Настя, прочитав письмо, заплакала. Она знала, что нужно поддержать Кирилла, что её любовь и забота важны для него сейчас, как никогда. Она медленно вошла в палату, и увидела Кирилла, сидящего на стуле, голову опустив на колени. Она тихо подошла к нему, присела рядом и обняла его. В этот момент, понимание и сочувствие стали единственным светом в их общей, окутанной горем темноте.
Глава 25
Зал гудел. Виктор Баженов, виновник торжества, сиял, принимая поздравления. Никита, сжимая в руках тщательно выбранный подарок — старинную книгу в кожаном переплете, — чувствовал, как нарастает напряжение. Он не хотел, чтобы холодный, оценивающий взгляд отца скользнул по Жанне, заставляя её съёжиться от неловкости. Поэтому, несмотря на собственную потребность в поддержке, он оставил её сидеть за столиком, за окруженными цветами вазой.

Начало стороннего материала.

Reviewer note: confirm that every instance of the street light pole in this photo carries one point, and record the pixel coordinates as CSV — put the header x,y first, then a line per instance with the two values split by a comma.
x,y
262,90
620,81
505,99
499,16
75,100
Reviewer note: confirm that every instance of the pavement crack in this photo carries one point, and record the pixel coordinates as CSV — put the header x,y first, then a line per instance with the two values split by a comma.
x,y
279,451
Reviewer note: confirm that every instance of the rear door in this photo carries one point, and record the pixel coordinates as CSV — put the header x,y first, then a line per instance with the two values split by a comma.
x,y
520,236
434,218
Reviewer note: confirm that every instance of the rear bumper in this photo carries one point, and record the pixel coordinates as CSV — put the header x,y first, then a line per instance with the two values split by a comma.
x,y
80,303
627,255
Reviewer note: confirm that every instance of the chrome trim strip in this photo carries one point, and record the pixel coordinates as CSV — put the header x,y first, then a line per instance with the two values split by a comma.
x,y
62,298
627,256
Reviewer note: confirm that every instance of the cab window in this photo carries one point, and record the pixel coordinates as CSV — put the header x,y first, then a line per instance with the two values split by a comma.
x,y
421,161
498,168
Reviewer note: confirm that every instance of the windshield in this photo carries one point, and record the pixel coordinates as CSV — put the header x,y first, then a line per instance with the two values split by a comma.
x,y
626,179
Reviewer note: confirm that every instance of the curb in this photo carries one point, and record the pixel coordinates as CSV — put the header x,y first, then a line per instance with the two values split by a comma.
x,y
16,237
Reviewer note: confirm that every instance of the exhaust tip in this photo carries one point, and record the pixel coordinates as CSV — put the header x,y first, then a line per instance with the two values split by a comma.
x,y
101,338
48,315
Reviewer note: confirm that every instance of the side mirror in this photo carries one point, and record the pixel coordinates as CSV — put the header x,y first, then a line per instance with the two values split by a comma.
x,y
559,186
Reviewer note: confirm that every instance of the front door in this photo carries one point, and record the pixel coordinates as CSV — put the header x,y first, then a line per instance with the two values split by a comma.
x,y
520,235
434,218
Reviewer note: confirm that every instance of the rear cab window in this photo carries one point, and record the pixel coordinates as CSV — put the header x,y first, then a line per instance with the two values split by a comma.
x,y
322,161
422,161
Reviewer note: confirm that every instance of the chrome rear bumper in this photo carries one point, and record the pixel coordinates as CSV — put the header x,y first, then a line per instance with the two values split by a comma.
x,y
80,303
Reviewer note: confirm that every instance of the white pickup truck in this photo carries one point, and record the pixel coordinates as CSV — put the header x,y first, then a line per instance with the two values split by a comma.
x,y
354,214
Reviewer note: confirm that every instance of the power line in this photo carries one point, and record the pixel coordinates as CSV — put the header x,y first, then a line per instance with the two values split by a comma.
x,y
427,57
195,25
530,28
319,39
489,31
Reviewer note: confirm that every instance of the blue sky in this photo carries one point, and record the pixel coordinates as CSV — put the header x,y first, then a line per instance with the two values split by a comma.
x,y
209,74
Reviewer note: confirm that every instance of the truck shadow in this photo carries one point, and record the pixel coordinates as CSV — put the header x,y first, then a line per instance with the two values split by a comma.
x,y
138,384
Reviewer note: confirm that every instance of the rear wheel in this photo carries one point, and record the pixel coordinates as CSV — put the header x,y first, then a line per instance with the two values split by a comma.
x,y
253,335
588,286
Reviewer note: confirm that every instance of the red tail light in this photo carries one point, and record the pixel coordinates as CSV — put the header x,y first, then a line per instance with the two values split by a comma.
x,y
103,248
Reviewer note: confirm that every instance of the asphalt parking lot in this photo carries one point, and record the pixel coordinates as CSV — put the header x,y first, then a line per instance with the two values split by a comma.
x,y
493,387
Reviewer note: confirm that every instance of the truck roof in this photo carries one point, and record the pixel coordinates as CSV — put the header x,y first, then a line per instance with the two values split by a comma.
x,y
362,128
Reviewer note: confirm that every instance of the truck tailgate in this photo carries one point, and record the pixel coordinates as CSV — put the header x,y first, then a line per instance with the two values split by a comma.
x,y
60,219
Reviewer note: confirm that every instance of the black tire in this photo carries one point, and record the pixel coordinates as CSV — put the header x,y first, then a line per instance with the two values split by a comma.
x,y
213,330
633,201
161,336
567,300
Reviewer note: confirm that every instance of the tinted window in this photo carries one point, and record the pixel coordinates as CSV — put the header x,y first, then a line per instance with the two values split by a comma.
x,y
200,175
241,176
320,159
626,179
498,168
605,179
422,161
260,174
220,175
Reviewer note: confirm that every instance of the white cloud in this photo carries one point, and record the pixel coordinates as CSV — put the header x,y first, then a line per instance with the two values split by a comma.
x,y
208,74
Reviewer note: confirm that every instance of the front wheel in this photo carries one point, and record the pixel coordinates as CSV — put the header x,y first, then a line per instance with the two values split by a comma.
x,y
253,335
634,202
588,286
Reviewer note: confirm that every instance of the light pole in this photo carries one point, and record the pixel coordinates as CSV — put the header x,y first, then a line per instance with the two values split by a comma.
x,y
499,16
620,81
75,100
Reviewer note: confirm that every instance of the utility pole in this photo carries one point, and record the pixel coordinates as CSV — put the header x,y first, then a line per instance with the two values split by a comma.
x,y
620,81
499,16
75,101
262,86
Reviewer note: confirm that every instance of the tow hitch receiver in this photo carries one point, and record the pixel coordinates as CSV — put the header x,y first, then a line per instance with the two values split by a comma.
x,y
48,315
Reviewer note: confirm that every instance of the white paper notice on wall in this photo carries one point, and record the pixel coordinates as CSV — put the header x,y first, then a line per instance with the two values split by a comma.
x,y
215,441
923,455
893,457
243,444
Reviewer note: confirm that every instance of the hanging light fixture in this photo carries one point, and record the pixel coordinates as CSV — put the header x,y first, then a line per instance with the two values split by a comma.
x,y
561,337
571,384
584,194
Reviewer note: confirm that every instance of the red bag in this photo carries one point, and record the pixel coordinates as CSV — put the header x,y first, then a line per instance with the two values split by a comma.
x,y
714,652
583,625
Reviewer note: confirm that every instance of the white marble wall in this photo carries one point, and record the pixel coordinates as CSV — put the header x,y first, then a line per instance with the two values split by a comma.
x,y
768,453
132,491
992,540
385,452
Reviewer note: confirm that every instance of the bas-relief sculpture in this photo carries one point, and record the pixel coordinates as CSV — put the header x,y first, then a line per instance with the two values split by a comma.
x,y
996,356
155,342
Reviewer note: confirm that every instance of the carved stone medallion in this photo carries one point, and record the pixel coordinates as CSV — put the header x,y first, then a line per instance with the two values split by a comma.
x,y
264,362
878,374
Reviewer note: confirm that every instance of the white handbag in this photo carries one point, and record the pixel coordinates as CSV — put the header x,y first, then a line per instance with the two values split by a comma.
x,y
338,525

Жанна, понимая его опасения, лишь кивнула, её взгляд был полон сочувствия и молчаливой поддержки.
Никита медленно направился к отцу, чувствуя на себе множество взглядов. Ему казалось, что каждый шаг отзывается глухой болью в груди. Он старался идти прямо, сохраняя невозмутимое выражение лица, но внутри всё кипело от противоречивых эмоций. Виктор Баженов, наблюдая за приближением сына, почти незаметно кивнул кому-то из гостей, его взгляд задержался на Жанне. В этом взгляде Никита уловил не просто оценку, а что-то большее — удовлетворение, словно отец уже предвкушал возможную реакцию сына. Холодная улыбка коснулась губ Виктора, когда Никита остановился перед ним.